Forum für Wissenschaft, Industrie und Wirtschaft

Hauptsponsoren:     3M 
Datenbankrecherche:

 

Softwarelösungen für den weltweiten Naturschutz

29.09.2000


In Deutschland wird jeder Quadratkilometer Natur, sozusagen jedes Fleckchen Erde, intensiv beobachtet und auf eventuelle Veränderungen überwacht. Wie aber gewinnt man aus der Flut der Umweltdaten einen
großräumigen Überblick und damit, fachlich gesprochen, eine ökologische Flächenbilanz? Weltweit gehen jedes Jahr unzählige wertvolle Biotope verloren, ohne dass ihr Verschwinden auch nur bemerkt würde. Wie kann man drohende Verluste frühzeitig registrieren und auf langfristige Folgen aufmerksam werden? Beim 14. Symposium "Informatik für den Umweltschutz" stellen Wissenschaftler vom 4. bis 6. Oktober in Bonn neue, automatisierte Verfahren vor, mit denen sie aus Satellitendaten interpretierbare Informationen über den Zustand der Umwelt und laufende Veränderung gewinnen können. Solche Verfahren erlauben erstmals ein Umweltmonitoring in großräumigem, sogar kontinentalem Maßstab und eröffnen neue Chancen für einen weltweiten Naturschutz.

Satellitendaten und Luftbildaufnahmen werden schon seit Jahren auch für den Umweltschutz genutzt. In jüngster Zeit sind dabei zwei Entwicklungen zu beobachten: Die Satelliten liefern zum einen Daten mit einer immer besseren Auflösung. Zum zweiten erlauben neue Softwareverfahren, aus diesen Daten immer mehr nutzbringende Informationen zu erschließen. Früher interpretierten die Techniker solche Satellitendaten ähnlich wie Bilder: Sie verglichen Messwerte von bestimmten Flächen am Boden mit Beobachtung vor Ort und ordneten sie somit einem bestimmten Zustand zu, etwa in Hinsicht auf die landwirtschaftliche Nutzung. Inzwischen hat die Informatik Auswertungsverfahren entwickelt, die aus der Kombinationen von Messwerten sowie anhand grundlegender Strukturen und Regeln automatisch erkennen können, um welche Objekte es sich am Erdboden handelt oder wie diese beschaffen sind. So ist diese Software - einfach ausgedrückt - in der Lage, eine Straße von einem Bachlauf oder ein Feld von einem kleinen See zu unterscheiden. Im Ergebnis liefern solche "objektorientierten" Auswertverfahren Informationen über bebaute Flächen ebenso wie über Vegetationsformen, über dichtbesiedelte Städte ebenso wie über Naturlandschaften.

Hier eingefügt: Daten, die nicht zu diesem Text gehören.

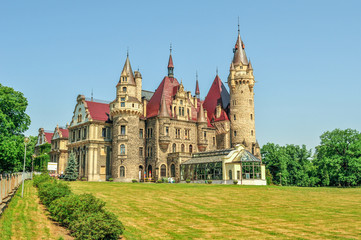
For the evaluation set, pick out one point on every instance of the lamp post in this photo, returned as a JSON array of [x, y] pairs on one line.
[[32, 166], [26, 140]]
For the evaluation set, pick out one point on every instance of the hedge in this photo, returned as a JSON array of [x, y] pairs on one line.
[[83, 214]]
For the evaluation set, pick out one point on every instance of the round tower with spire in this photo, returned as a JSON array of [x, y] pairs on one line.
[[241, 82], [125, 112]]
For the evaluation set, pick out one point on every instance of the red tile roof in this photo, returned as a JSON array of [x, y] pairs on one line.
[[64, 132], [170, 62], [217, 94], [48, 136], [167, 89], [98, 111]]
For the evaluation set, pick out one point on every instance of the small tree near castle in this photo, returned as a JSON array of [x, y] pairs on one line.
[[71, 171]]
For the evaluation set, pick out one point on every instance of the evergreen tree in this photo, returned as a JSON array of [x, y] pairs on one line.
[[71, 171]]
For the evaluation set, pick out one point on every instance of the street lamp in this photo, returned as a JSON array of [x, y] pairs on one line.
[[32, 166], [26, 140]]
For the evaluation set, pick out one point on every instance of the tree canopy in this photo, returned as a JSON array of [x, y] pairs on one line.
[[13, 123]]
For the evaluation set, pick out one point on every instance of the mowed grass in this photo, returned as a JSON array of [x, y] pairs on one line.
[[25, 218], [199, 211]]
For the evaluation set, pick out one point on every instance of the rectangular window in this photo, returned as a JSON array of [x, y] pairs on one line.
[[187, 134], [177, 133], [140, 152], [122, 130]]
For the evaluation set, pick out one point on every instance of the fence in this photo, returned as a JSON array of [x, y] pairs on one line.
[[9, 183]]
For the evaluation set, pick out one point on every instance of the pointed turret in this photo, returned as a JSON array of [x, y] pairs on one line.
[[197, 92], [201, 117], [127, 73], [170, 63], [163, 112], [250, 65], [240, 56]]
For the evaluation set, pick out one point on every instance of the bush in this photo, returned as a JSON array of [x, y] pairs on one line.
[[97, 225], [44, 177], [52, 190], [66, 210]]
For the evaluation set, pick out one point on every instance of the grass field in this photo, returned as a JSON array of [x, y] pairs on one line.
[[199, 211], [25, 218]]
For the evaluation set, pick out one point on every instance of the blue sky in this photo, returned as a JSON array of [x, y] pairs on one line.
[[305, 55]]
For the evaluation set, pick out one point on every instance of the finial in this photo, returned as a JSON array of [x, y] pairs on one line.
[[238, 25]]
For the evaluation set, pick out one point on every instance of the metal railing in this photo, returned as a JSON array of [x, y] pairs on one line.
[[9, 183]]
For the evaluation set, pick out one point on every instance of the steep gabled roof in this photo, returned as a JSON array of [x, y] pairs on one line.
[[64, 132], [98, 111], [166, 89], [48, 136], [217, 94]]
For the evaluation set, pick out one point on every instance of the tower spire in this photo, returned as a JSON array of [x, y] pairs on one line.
[[197, 92], [170, 63]]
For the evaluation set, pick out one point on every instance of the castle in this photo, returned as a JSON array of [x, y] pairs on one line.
[[170, 132]]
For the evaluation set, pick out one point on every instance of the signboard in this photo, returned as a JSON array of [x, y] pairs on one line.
[[52, 166]]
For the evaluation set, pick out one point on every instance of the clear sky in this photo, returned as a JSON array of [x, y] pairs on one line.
[[306, 56]]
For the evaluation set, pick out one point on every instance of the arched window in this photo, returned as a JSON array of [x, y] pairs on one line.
[[172, 170], [163, 171], [150, 171], [122, 149], [122, 171]]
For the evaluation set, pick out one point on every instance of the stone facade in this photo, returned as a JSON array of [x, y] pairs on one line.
[[147, 135]]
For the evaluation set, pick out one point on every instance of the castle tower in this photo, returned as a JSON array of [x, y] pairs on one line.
[[241, 82], [125, 111], [201, 130]]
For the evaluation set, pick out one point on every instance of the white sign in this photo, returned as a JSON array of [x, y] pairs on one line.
[[52, 166]]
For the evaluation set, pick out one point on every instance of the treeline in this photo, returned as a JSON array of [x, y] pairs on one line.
[[13, 123], [336, 162]]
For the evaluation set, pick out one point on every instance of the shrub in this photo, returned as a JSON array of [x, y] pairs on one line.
[[52, 190], [97, 225], [66, 210], [44, 177]]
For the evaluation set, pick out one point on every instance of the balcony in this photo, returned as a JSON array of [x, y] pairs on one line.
[[122, 138], [164, 141]]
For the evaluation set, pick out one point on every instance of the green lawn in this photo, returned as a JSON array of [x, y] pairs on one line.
[[25, 218], [199, 211]]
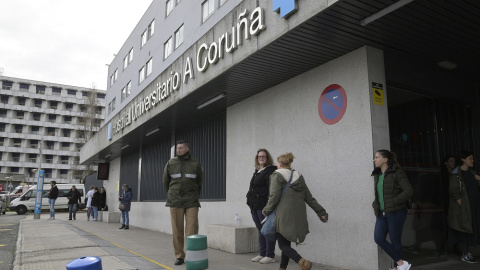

Auf dem Symposium in Bonn werden Verfahren vorgestellt, die nach Aussage ihrer Entwickler mit großer Präzision und Geschwindigkeit Objekte und Strukturen identifizieren können. Davon profitiert zum Beispiel der Umweltschutz, und dies gleichermaßen in den Industriestaaten wie in Schwellen- oder Entwicklungsländern. Denn solche Auswertverfahren erlauben es zum einen, den Zustand der Natur und dessen zeitliche Veränderung auch in schwer zugänglichen Gebieten oder in ausgedehnten Regionen festzustellen, in denen eine Überwachung am Erdboden gar nicht zu leisten wäre. Dies gilt für weite Regionen in Afrika, aber auch in Osteuropa und Mittelasiens, ebenso für die großen Wüstenzonen oder für Tropenwälder. Auf diese Weise kann man beispielsweise feststellen, ob sich bestimmte Lebens- und Naturräume (Biotope) verändern oder ob sie sogar zugrunde gehen. Wandernde Tierarten, etwa Zugvögel, benötigen entlang ihrer Routen bestimmte Biotope, die ihnen Nahrung und Überleben garantieren. Wenn in einer solchen Biotopkette auch nur ein Glied aufgrund von Umweltveränderungen ausfällt, ist unter Umständen das Überleben vieler Arten gefährdet, selbst wenn sich in den jeweiligen Sommer- und Winteraufenthaltsorten dieser Tiere nichts geändert hat. Erst ein großräumiges, bestenfalls weltweites Monitoring stellt sicher, dass solche Veränderungen erkannt und die betreffenden Areale rechtzeitig unter Schutz gestellt werden.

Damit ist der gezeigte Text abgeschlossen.